Correct back to the curve. One approach is the iteration $y^{k+1} = y^k - F'(y^k)^\dagger F(y^k)$ where $F'(y^k)^\dagger \in {\mathbb{R}}^{(n+1) \times n}$ is the pseudoinverse of the Jacobian. This is equivalent to solving the problem
$\mbox{minimize } \|p^k\|^2 \mbox{ s.t. } F'(y^k) p^k = -F(y^k).$
If the iteration curves and the new point is OK, accept the point and move on. Otherwise, reject the point and try again with a shorter step in the tangent direction.

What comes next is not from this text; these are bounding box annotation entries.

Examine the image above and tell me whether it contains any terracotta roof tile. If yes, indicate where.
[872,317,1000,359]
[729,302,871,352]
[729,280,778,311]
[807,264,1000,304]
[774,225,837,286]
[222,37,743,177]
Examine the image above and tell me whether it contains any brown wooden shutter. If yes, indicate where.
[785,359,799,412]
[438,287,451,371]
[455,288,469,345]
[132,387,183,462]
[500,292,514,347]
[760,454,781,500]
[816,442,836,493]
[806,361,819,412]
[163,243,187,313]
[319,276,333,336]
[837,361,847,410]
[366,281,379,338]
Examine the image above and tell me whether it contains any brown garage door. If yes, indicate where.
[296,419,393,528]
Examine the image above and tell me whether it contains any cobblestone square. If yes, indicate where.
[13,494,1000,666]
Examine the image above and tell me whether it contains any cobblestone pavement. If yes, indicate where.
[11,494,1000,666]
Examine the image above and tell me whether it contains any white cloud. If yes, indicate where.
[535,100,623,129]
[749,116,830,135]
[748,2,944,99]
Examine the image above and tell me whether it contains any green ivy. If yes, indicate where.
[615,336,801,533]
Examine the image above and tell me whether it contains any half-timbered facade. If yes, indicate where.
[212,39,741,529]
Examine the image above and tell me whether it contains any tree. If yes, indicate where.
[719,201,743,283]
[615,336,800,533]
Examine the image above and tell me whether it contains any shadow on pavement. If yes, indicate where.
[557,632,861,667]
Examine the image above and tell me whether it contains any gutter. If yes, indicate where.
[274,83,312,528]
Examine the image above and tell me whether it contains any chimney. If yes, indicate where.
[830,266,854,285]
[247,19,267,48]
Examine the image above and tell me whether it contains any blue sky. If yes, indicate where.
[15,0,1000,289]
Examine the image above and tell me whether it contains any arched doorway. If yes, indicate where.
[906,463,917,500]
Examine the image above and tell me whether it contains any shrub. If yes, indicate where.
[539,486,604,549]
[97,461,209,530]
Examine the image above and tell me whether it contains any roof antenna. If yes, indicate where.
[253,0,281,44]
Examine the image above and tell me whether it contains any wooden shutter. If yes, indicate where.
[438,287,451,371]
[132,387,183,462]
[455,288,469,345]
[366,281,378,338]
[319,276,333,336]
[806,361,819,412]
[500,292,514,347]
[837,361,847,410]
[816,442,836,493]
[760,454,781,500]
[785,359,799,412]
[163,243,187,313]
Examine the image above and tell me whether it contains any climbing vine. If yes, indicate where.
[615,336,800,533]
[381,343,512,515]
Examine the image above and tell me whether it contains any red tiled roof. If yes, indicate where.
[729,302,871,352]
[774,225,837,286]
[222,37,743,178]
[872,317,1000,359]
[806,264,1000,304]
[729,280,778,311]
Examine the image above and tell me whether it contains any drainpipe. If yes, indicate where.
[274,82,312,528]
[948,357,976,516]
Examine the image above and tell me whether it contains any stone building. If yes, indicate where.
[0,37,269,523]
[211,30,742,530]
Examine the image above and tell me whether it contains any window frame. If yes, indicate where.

Depending on what linear algebra tools are available to you, you may choose different strategies to compute the tangent vector or correct back to the curve. Indeed, some peculiarities in the Julia sparse rectangular solvers leads us to prefer something different.
And Points Beyond
There is a large and fascinating literature on numerical continuation methods and on the numerical analysis of implicitly defined functions. Beyond the predictor-corrector methods that we have described, there are various other methods that address similar problems: piecewise linear (simplex) continuation, pseudo-transient continuation, and so forth. We can combine continuation ideas with all the other ideas that we have described in the course; for example, one can do clever things with Broyden updates as one walks along the curve. We can also apply step control techniques that some of you may have learned in a class like CS 4210 in the context of methods for solving ordinary differential equations.
A little knowledge of continuation methods can take you a long way, but if you would like to know more, I recommend Introduction to Numerical Continuation Methods by Allgower and Georg.